Officials have expanded a sausage recall for a second time in relation to an investigation into a Salmonella Litchfield outbreak in Canada. A dozen people have been confirmed infected by the relatively rare strain of the pathogen.

The Nov. 5 recall expansion adds two Filicetti brand products to the previous recalls on Oct. 16 and Oct. 17. The recalls involve sausages sold under three different brands — Filicetti, Longo’s and Venetian. Filicetti Foods Inc. reported distributing the products, in various combinations, in the provinces of Alberta, British Columbia, Ontario, and Quebec.

Public health officials and the Canadian Food Inspection Agency (CFIA) are concerned people may have unused portions of the recalled sausage in their homes. The newly recalled products are listed here.

“Check to see if you have any recalled ready-to-eat dry cured sausage products in your home. If you do, do not eat them,” the recall notice advises. “Throw recalled products out immediately and properly wash and sanitize any containers that were used to store these products before using them again. If you have any ready-to-eat dry cured sausage products without the original packaging and are unsure if these products are included in this advice, throw them out just to be safe.” 

The Public Health Agency of Canada (PHAC) is reporting that laboratory tests have confirmed the outbreak strain of Salmonella Litchfield in a sample of the recalled sausage. Confirmed outbreak patients told investigators they had eaten sausage from Filicetti before they became ill. The investigation is ongoing and involves both PHAC and the CFIA.

“The collaborative outbreak investigation was initiated because of an increase of Salmonella Litchfield illnesses being reported. This is a rare strain of Salmonella not commonly seen in Canada,” according to the public health outbreak announcement on Oct. 23.

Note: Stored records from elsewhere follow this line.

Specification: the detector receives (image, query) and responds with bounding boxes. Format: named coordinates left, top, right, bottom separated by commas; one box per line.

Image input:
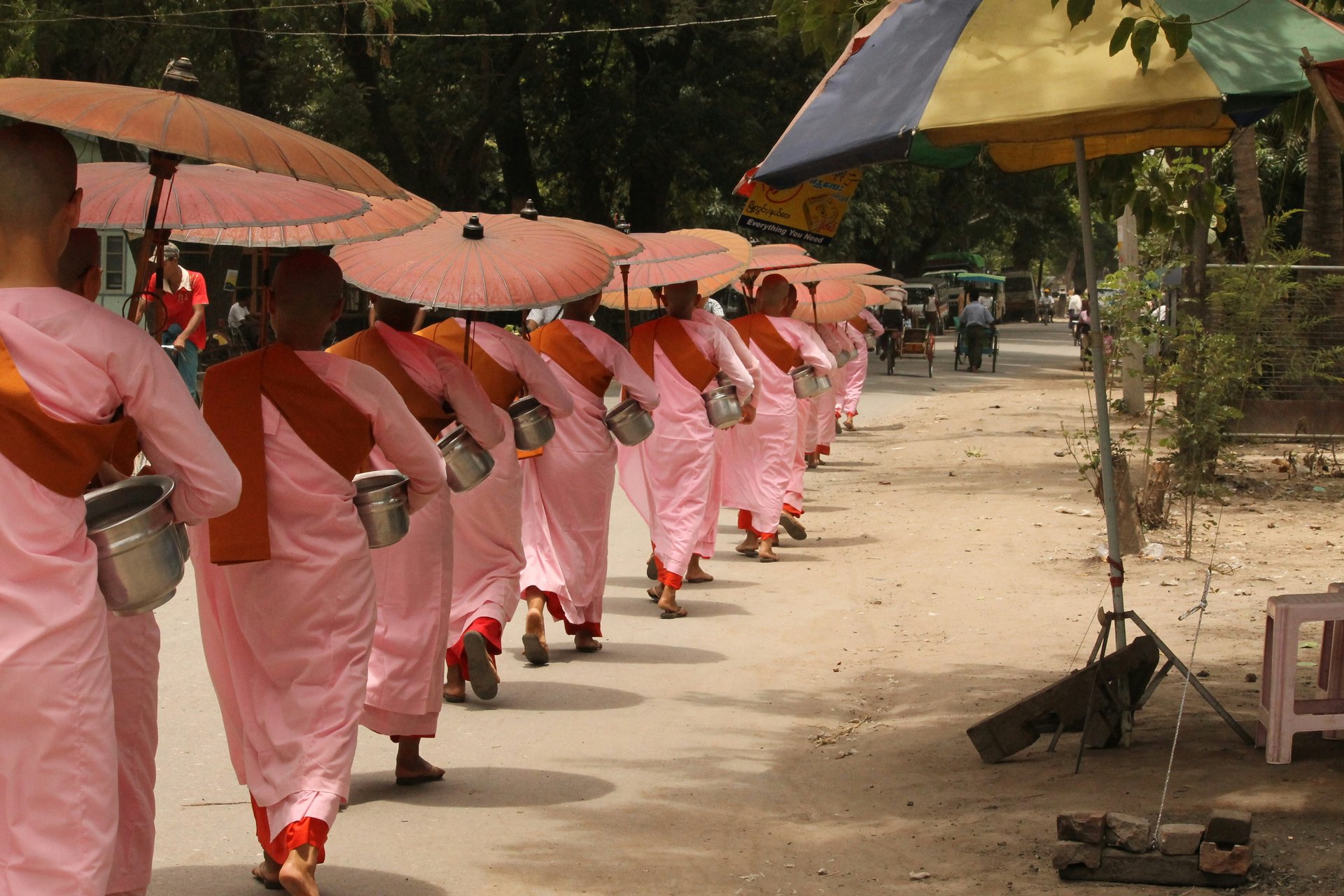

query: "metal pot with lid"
left=355, top=470, right=412, bottom=548
left=789, top=364, right=831, bottom=398
left=438, top=426, right=495, bottom=491
left=85, top=475, right=190, bottom=617
left=704, top=383, right=742, bottom=430
left=508, top=395, right=555, bottom=451
left=602, top=398, right=653, bottom=447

“On Oct. 16, the CFIA issued a food recall warning for various ready-to-eat dry sausage products that tested positive for Salmonella, including Filicetti brand Italian Style mild, dry, cured sausage.”

Public health officials have not yet posted an outbreak update. As of the Oct. 23 announcement, 12 people have been confirmed infected. Two are from Quebec and the other 10 are from Ontario. The patients became sick between May and September. One person had to be admitted to a hospital because of severe symptoms. No deaths have been reported. The people who became ill are between 4 and 81 years of age.

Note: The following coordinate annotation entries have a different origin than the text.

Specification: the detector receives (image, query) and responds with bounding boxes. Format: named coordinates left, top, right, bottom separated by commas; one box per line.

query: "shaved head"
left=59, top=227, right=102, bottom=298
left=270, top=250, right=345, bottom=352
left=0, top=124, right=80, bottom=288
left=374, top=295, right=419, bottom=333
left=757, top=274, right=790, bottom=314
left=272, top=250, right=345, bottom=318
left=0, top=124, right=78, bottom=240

It is likely that additional outbreak victims will be identified because of the lag time between when a person becomes sick and when federal officials update the tally. The process of diagnosis, testing, confirmation testing, reporting to local authorities, and then reporting to federal officials can take five or more weeks, according to the public health notice.

About Salmonella infections
Food that is contaminated with Salmonella bacteria usually does not look, smell or taste spoiled. Anyone can become sick with a Salmonella infection, but infants, children, seniors and people with weakened immune systems are at higher risk of serious illness because their immune systems are fragile, according to the CDC.

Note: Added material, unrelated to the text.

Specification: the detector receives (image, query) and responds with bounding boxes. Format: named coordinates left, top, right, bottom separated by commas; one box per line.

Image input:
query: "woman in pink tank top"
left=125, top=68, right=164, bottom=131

Anyone who has eaten any of the recalled products and developed symptoms of Salmonella infection should seek medical attention. Sick people should tell their doctors about the possible exposure to Salmonella bacteria because special tests are necessary to diagnose salmonellosis. Salmonella infection symptoms can mimic other illnesses, frequently leading to misdiagnosis.

Symptoms of Salmonella infection can include diarrhea, abdominal cramps, and fever within 12 to 72 hours after eating contaminated food. Otherwise healthy adults are usually sick for four to seven days. In some cases, however, diarrhea may be so severe that patients need to be hospitalized. 

Older adults, children, pregnant women and people with weakened immune systems, such as cancer patients, are more likely to develop a severe illness and serious, sometimes life-threatening conditions.

It is possible for some people to be infected with the bacteria and to not get sick or show any symptoms, but to still be able to spread the infection to others.